The FDA lists possible approaches to development but states that sponsors could use parts or combinations of approaches.  They do state that all approaches would require strong non-clinical support data –

The in vitro activity of the investigational drug
 The mechanism of action of the drug and whether mechanisms of resistance to other drugs affect the investigational drug’s activity
 The evaluation of pharmacokinetic/pharmacodynamic (PK/PD) relationships from animal models of infection
 Activity of the investigational drug in animal models of infection; these studies may provide important information evaluating the activity of an investigational antibacterial drug at particular body sites (e.g., pneumonia)

The approaches listed include statistically powered active control superiority trials in either one indication or patients with varying sites of infection.  I feel these are unlikely to be feasible given the expected patient numbers available for study.  Non-inferiority trials with a nested superiority component are also discussed.  But most importantly (at least for me) is a discussion of externally controlled or historically controlled trials.

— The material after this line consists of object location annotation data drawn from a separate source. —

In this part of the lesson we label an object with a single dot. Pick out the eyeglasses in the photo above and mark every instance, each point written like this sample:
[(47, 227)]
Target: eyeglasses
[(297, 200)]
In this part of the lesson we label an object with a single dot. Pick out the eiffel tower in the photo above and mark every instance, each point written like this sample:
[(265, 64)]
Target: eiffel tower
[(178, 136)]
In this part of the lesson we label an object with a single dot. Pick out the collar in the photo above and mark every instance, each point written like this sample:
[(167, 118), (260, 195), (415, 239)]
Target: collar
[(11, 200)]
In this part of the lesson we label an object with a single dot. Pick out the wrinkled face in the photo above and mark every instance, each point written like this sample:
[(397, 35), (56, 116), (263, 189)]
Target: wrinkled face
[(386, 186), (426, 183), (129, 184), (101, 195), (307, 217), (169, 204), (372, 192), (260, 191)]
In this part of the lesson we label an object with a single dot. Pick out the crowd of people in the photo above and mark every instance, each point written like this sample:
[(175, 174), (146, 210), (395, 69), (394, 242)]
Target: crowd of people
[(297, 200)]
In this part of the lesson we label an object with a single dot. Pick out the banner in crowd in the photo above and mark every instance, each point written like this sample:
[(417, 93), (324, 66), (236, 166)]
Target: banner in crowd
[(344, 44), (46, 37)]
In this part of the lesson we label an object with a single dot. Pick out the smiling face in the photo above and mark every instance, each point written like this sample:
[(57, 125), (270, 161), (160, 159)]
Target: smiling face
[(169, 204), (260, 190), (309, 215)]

A clinical trial design that relies on a historical or external control may be acceptable to evaluate efficacy in a patient population with an unmet need, in particular a patient population in which standard-of-care therapy is suboptimal and the investigational drug shows activity in nonclinical and early clinical development such that withholding the investigational drug may be considered unethical. This trial design type generally is acceptable when the untreated morbidity is high and does not vary widely in the patient population enrolled in the trial, and the effect of the investigational drug is expected, based upon early clinical or nonclinical data, to be large compared to historical experience. The outcomes among patients with unmet medical need who received the investigational drug should be compared to the outcomes in an external control group, and should be expected to show a large treatment benefit for the investigational drug, because of concerns regarding potential bias from cross-study comparisons. The information needed to evaluate the historical control response rate is fairly similar to what is needed to support a noninferiority margin in an active-controlled trial, although the goal of the trial is different. In a noninferiority trial, one is seeking similarity to the best-available therapy (i.e, ruling out an unacceptable difference). In the case of the historical control trial, one is seeking an advantage over what is essentially no treatment.
 
 Sponsors considering a trial design that relies on a historical control based on a retrospective review should characterize the proportion of patients with the clinical outcome of interest when given no therapy or inadequate therapy. Current antibacterial drug development guidances contain information on retrospective reviews of outcomes when patients were given no therapy or inadequate therapy in specific disease conditions.

Efficacy endpoints – to be discussed (YES!!!).  Hopefully we can give up on mortality.  I am even hoping for pharmacometric controls and clinical endpoints.  Even surrogate endpoints are up for discussion – but whether the usual FDA evaluation of such will be required is not stated.  I wonder if they will decide that clinical outcome is a surrogate for mortality.??? 

Premarket safety database – as small as 300 patients!

Although with the old FDA – I would say you never know.  With the rebooted FDA – I am encouraged enough to say that discussions of streamlined approaches to approval of antibiotics active against resistant pathogens is definitely on the table and that they will be sensitive to feasibility. (Always the optimistic pessimist).

What is left unsaid is when the FDA will retract their previously released and completely infeasible guidances for more traditional development. But even here – since they are no longer following their own guidance and since they seem to have learned that they actually have to stick to their words to a great extent, I am optimistic.